‘Well, I’m going out. What’s there to see, I intend to see it with my own eyes. Whatever I meet out there, I’m going to shake it by the hand and listen carefully to what it has to say. I have a few questions to ask it.’
He looked pleased with this statement. We blinked and swallowed, and examined our empty glasses. One of the man’s friends murmured something. Another said, ‘Henry,’ and laid a hand on his arm, but he shook it off.
‘It’s nothing to be afraid of,’ he said.
We looked at each other, Briggs, Baggott and me. Eventually I cleared my throat and spoke up. ‘You can’t be going out there,’ I said.
The man stared at me, hard-eyed, then strode over, caught my hand and squeezed it.
‘My friend, your kind concern is noted. What I’m going to do is this. I’m going to walk out of that door and take a brisk stroll. Then at dawn my associates here will take me out for a slap-up breakfast, and I will regale them with the story of a pleasant night’s walk in the city and, I fully expect, an unusual adventure and an illuminating conversation.’
I would have tried again, but I had heard a feeble note in my voice, and I faltered. Baggott took over, sounding irritated with the whole lot of us. ‘You go out there, it’ll find you,’ he said, as if this were too plain to need saying.
‘With respect, friends,’ the young man said, ‘and much as I appreciate your advice, I prefer to see for myself.’ He stifled a belch. ‘Besides, haven’t I given my word to these gentlemen?’
His friends seemed to cast around for an answer. They didn’t find it, although one of them gave a dry laugh.

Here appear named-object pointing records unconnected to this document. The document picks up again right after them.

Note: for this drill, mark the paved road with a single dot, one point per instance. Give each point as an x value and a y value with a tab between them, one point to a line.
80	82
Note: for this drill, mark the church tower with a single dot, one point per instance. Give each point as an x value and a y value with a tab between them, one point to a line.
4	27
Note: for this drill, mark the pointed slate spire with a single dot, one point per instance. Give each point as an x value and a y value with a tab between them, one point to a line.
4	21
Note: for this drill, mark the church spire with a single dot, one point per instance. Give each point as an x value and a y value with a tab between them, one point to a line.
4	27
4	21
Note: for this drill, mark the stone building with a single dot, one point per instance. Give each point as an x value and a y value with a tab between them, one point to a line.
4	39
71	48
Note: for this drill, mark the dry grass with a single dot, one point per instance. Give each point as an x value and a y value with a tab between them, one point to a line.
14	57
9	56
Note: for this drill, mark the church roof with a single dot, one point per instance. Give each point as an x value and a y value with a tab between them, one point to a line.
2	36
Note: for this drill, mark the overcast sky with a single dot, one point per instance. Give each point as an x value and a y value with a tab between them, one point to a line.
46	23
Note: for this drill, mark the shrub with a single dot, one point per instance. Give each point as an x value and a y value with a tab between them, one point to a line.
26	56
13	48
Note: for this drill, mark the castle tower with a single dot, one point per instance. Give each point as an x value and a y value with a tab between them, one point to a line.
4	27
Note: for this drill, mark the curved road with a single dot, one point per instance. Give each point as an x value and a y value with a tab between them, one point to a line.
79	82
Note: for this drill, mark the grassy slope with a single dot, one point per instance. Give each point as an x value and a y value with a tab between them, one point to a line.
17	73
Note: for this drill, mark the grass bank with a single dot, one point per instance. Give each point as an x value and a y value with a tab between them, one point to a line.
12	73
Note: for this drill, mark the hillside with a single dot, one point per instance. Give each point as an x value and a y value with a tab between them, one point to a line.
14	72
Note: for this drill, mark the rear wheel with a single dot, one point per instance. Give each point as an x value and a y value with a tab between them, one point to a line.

The curly-haired man pulled on a woollen watch cap, nodded to us, and opened the street door. Outside, it seemed to me, a congregation of disused premises leaned inwards in anticipation, leering down with their broken and boarded windows. He paused, turning up the collar of his jacket, and looked back at us.
‘Fine night,’ he said. ‘No one join me? No?’

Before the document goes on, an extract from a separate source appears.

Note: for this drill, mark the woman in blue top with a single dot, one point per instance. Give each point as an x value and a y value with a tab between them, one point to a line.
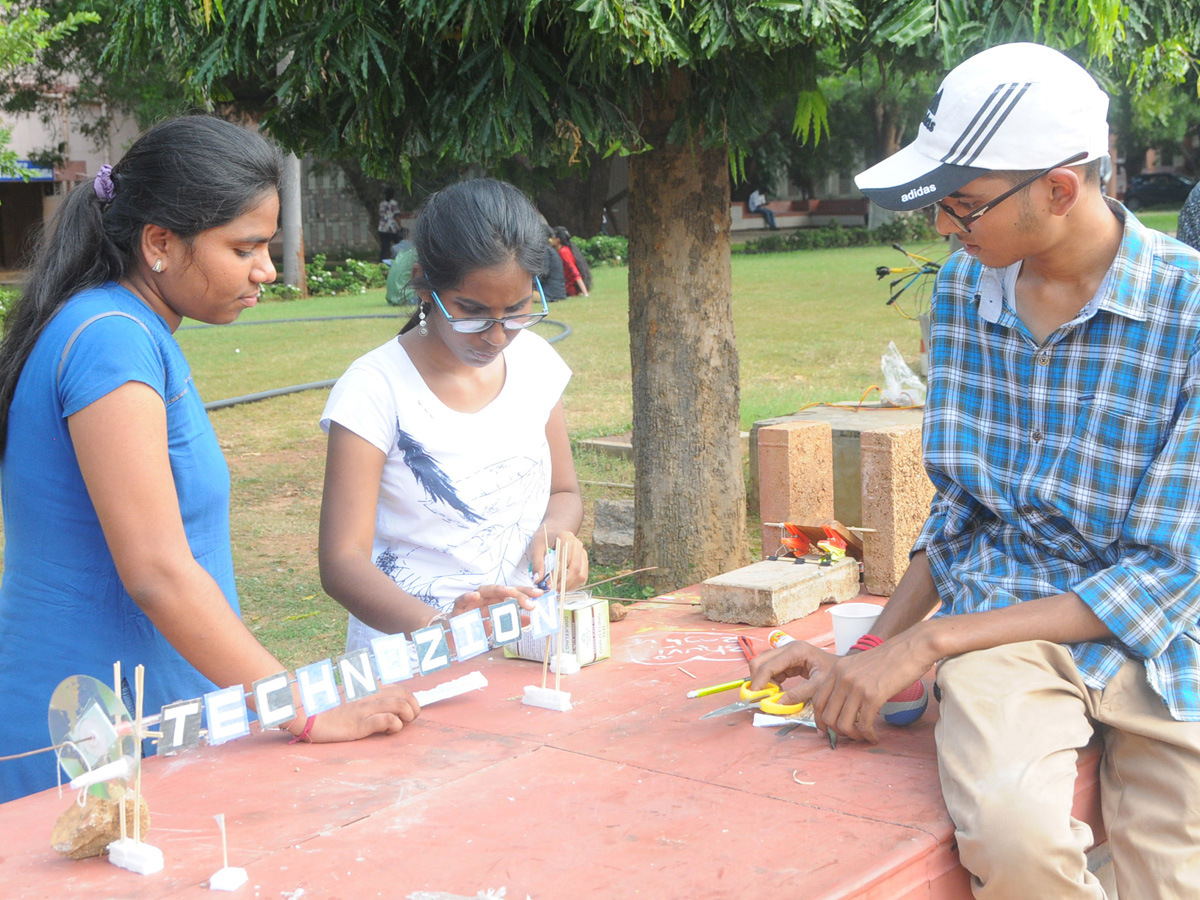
115	493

He stepped out and the door moaned shut behind him. Through the window we saw him turn the corner of Halfmoon Street, heading towards the front of the station, his figure bobbing into the hem of a huge brown darkness.
It was time to get our glasses filled, but Dilks was busy scrubbing at something in his sink. The breath of cold air that had entered by the door dissipated, and the café grew tolerably warm again. We grew silent. The men at the other table had run out of conversation, too. Eventually one of them leant over to us.
‘We tried to talk him out of it,’ he said. His plump face was blotched pink and white. ‘We never encouraged him. But once he gets an idea in his head he won’t listen to anyone. We thought it was better than letting him go alone.’
We had no answer to that, but it was clear that now the newcomers wanted a parley. Baggott grumbled under his breath, but the pink-cheeked man grabbed the whiskey bottle and emptied the last of it into our glasses as he and his friend drew their chairs in closer.
‘I would have gone with him,’ he said, and paused uncomfortably. His eyes darted around, wanting our help. Then he shrugged and trailed off.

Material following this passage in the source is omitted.